Me pongo de pie y Mariana también. Toma mi mano y yo miro sus ojos café claro.
―Recuerda ―me dice― si lo crees de verdad, de verdad lo tienes. Hablaré con Joseph para que no te vaya a regañar.
―¿Segura que puedo entrar?
―¿Seguro que deseas entrar? Está delicado.
Hay un pequeño silencio.
―Sí ―digo convencido, pensando en que es lo mejor―. Sé cómo tratarlo. Además, quiero platicar con él. Quiero que me conozca. Mariana, esta debe ser la señal que le he estado pidiendo al Señor Jesús.
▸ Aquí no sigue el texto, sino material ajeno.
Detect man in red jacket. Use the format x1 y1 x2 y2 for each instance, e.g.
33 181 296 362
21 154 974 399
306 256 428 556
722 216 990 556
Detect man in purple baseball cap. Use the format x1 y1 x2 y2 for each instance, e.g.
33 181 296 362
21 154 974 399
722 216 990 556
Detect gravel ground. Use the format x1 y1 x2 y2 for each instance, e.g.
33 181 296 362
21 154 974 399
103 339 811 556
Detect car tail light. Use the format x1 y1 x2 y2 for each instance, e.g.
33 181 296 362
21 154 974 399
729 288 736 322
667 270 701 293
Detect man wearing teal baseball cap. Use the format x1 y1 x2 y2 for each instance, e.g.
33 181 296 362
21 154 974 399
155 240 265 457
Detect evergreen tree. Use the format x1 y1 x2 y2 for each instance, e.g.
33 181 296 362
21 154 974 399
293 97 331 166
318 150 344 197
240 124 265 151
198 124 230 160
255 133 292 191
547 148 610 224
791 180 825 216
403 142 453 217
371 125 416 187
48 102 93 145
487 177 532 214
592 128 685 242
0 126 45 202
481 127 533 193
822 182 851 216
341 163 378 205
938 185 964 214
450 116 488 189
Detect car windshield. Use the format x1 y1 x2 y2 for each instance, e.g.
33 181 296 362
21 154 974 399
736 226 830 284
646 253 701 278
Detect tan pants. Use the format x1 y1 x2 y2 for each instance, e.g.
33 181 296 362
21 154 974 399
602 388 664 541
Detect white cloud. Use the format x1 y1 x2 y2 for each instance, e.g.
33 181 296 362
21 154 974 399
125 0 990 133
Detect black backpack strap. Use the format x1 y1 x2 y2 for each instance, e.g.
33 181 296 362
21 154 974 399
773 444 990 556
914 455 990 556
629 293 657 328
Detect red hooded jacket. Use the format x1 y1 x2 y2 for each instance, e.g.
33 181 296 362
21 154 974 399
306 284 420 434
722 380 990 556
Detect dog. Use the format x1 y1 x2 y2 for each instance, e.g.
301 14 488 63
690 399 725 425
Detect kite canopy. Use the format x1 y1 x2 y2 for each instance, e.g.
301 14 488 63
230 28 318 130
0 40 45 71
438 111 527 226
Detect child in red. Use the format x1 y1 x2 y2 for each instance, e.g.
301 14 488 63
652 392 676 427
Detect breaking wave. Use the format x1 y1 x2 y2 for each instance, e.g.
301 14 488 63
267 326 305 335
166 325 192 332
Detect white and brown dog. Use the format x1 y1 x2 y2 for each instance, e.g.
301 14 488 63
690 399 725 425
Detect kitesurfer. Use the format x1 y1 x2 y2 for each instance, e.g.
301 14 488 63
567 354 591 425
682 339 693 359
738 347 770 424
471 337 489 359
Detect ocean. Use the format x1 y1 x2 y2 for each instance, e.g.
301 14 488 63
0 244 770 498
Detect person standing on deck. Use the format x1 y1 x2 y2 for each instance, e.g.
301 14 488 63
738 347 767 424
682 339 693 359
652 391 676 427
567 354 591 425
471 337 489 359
Cuando digo esto, ella sonríe.
―Yo también le he estado pidiendo por esto. Y también lo creo. Anda, ve, yo estaré por aquí para lo que se te ofrezca.
―De acuerdo.
Me despido y avanzo por un corredor estrecho de paredes blancas y muy limpias. A medio camino recuerdo que olvidé preguntarle a Mariana el número del cuarto. Extraigo mi celular y la llamo. Una voz me indica que se ha agotado el saldo. Entonces sin pensarlo extraigo el celular de César y lo enciendo. Tecleo el número de Mariana, que afortunadamente me sé de memoria. Cuando contesta le pregunto mi duda y me dice que es el 127.